It’s not quite that easy. Prior social standing and resulting biases may cause changes in brain wiring that take some effort to override. Harvard psychologist Leah Somerville asked subjects to complete a standard measure of rejection sensitivity involving a set of hypothetical social situations in which a number of individuals report that they strongly anticipate they will be hurt or abandoned by others. She then asked her subjects, who were either high or low in rejection sensitivity, to look at pictures of a new set of people and guess whether they would be liked or disliked by each of the individuals anticipating being hurt or abandoned. While they waited to hear the outcome, each participant’s brain activity was measured using an fMRI scanner to reveal neural responses to social evaluation. Somerville’s results are especially interesting because they revealed not how people’s brains activated when they found out whether they were rejected or accepted; rather, the study focused simply on how brains responded when anticipating rejection or acceptance. People low in rejection sensitivity had fairly mild neural responses in a region of the brain that led Somerville to conclude that they didn’t particularly care whether the strangers liked them or not. It did not seem relevant to their view of themselves.
But for the subjects with high rejection sensitivity, neural activity in this same region was quite strong when anticipating acceptance or rejection, suggesting that they placed high value on this type of social judgment. In other words, highly rejection-sensitive individuals feel that social feedback is very important, and it is strongly associated with how they feel about themselves.
A second common interpretation bias may also seem familiar: the tendency to assume that others are being hostile in an emotionally equivocal situation. Remember your tardy friend at the coffee shop? A person with a hostile attribution bias might feel intentionally stood up because their friend was being cruel. This type of bias is common among those who were unpopular adolescents. Psychologists uncover hostile attribution biases in children by asking them to interpret ambiguous stories.

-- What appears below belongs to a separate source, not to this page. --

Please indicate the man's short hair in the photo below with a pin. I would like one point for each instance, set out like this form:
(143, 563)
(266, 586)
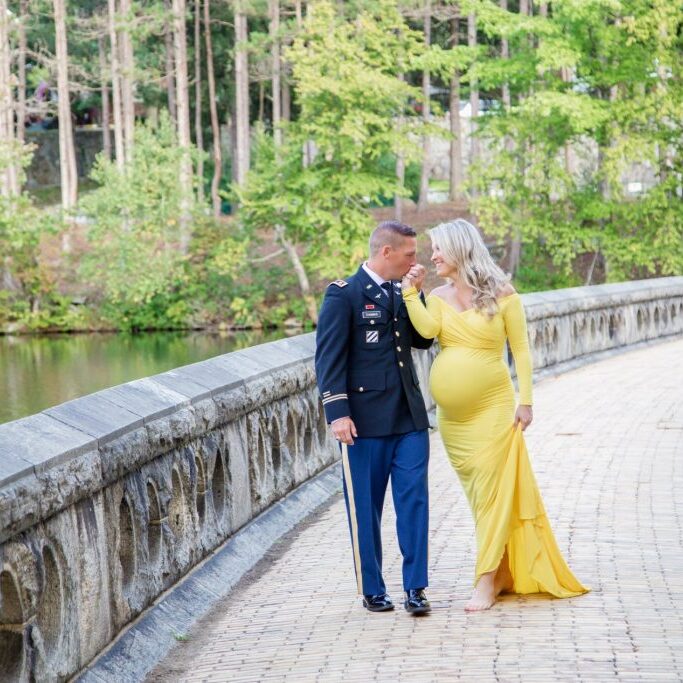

For instance, “You lend another child your favorite toy, and when she returns it, it is broken.” Or, “You are sitting at lunch when someone walks behind you holding his drink. The next thing you realize is that there’s milk all over your back.” For each story, children are asked to report what they think happened and why.
After hearing these narratives, most kids report that the events were accidental. But some children, especially those who have been rejected by peers, consistently believe the slights involved were intentional acts of mean children. Experiences with unpopularity actually strengthen this bias over time. Being rejected at the start of the school term predicts who will exhibit hostile attribution bias by the end of the year, even after controlling for who may initially have had this type of bias. This probably occurs because for some children, a hostile attribution bias offers an adaptive way to interpret life experiences. For those who were treated poorly by their peers, it is reasonable to grow up protecting oneself from social unpleasantness. Unfortunately, some children never outgrow this bias, even years after the cruelty of adolescence fades away.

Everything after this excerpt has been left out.